Your linux firewall using FIAIF.

The purpose of a firewall is to control what packets are allowed in and allowed out. Running a cablemodem without a firewall is pure suicide. The bad guys will discover you in a matter of minutes and launch an attack.

Under Linux, the newest firewalling method is called Netfilter and works through an interface called iptables. Not everyone is going to agree with me, but the philosophy I employ is this: You can't build your own firewall properly using iptables commands. It's just too damn complicated. It's analogous to writing a large application in machine language. There are people who can do it and some of them might even enjoy it. I prefer to use a higher level interface to accomplish the same goal.

Selection of a firewall.

There are two types of interfaces: Some sort of a GUI setup versus some sort of a text interface. The current state of things are that the GUI systems are so simplified that they don't give you the fine controls you really need (or want). In the text interfaces, there are a number of decent ones to choose from. There's something called Monmatha's Firewall which is one big shell script. There's something called Shorewall which is also exellent. I use something called FIAIF, which stands for FIAIF Is An Intelligent Firewall. Besides the fact that it's a self-referential palindrome, I like the controls available in it. A few tips on using FIAIF:

Under the documentation directory is a paper which you should read before diving into the man pages.

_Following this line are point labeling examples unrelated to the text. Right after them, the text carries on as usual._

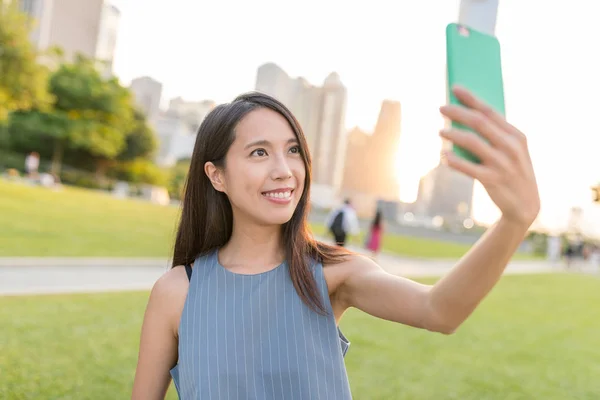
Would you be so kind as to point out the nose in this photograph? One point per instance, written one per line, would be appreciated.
(281, 168)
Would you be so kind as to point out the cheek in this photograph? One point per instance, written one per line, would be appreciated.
(299, 172)
(244, 180)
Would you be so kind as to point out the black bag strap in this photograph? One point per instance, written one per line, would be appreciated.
(188, 271)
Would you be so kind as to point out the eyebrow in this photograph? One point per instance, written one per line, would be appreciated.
(264, 142)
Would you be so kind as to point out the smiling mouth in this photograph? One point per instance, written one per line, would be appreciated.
(279, 195)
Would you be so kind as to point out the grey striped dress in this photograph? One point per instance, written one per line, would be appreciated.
(252, 337)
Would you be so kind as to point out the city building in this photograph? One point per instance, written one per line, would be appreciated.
(192, 112)
(87, 27)
(320, 111)
(369, 174)
(176, 140)
(147, 93)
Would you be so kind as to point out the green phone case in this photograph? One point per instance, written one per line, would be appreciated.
(473, 61)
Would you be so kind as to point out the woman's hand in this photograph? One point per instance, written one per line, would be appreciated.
(506, 171)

The INPUT rule that I use for my external zone looks like this:

INPUT[0]="ACCEPT tcp smtp,finger,http,8080,ssh,netbios-dgm,netbios-ssn 0.0.0.0/0=>0.0.0.0/0"
INPUT[1]="ACCEPT icmp echo-request 0.0.0.0/0=>0.0.0.0/0"
INPUT[2]="DROP_NOLOG udp netbios-ns 0.0.0.0/0=>0.0.0.0/0"
INPUT[3]="ACCEPT ALL 207.172.3.8/31=>0.0.0.0/0"
INPUT[4]="DROP ALL 0.0.0.0/0=>0.0.0.0/0"

The OUTPUT rule I use is this:

OUTPUT[0]="ACCEPT tcp ftp,ftp-data,bootpc,bootps,ssh,telnet,netbios-ns,netbios-dgm,netbios-ssn 0.0.0.0/0=>0.0.0.0/0"
OUTPUT[1]="ACCEPT tcp smtp,domain,nicname,finger,http,pgpkeyserver 0.0.0.0/0=>0.0.0.0/0"
OUTPUT[2]="ACCEPT tcp auth,nntp,ntp,prospero,irc,https,webster,2703,2628,8080 0.0.0.0/0=>0.0.0.0/0"
OUTPUT[3]="ACCEPT tcp echo 0.0.0.0/0=>0.0.0.0/0"
OUTPUT[4]="ACCEPT udp 1:65535 0.0.0.0/0=>0.0.0.0/0"
OUTPUT[5]="ACCEPT icmp echo-request 0.0.0.0/0=>0.0.0.0/0"
OUTPUT[6]="DROP ALL 0.0.0.0/0=>0.0.0.0/0"

and the REPLY_AUTH rule is:

REPLY_AUTH="EXT tcp-reset tcp auth,domain 0.0.0.0/0=>0.0.0.0/0"

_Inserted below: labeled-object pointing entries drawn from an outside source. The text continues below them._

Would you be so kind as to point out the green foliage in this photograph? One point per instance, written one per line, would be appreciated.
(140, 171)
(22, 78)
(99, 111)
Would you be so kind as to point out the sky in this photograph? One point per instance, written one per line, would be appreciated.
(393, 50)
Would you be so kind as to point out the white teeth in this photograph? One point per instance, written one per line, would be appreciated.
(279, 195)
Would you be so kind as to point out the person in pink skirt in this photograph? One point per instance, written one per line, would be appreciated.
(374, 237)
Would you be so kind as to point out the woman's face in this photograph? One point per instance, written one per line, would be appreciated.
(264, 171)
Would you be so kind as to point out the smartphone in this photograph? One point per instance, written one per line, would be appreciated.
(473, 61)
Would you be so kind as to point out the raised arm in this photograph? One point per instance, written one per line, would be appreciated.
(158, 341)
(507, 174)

For INPUT, specify all ports that you have servers running on. For OUTPUT, be exhaustively selective about what you want to allow out. Someone could get in and try to phone home on some hidden port without you knowing about it. The REPLY_AUTH rule I'm using just sends the originator of those two ports a tcp-reset and keeps it out of my daily firewall report. In addition, packets can be applied to the DROP_NOLOG chain, which is what I do with the ubiquitous netbios packets.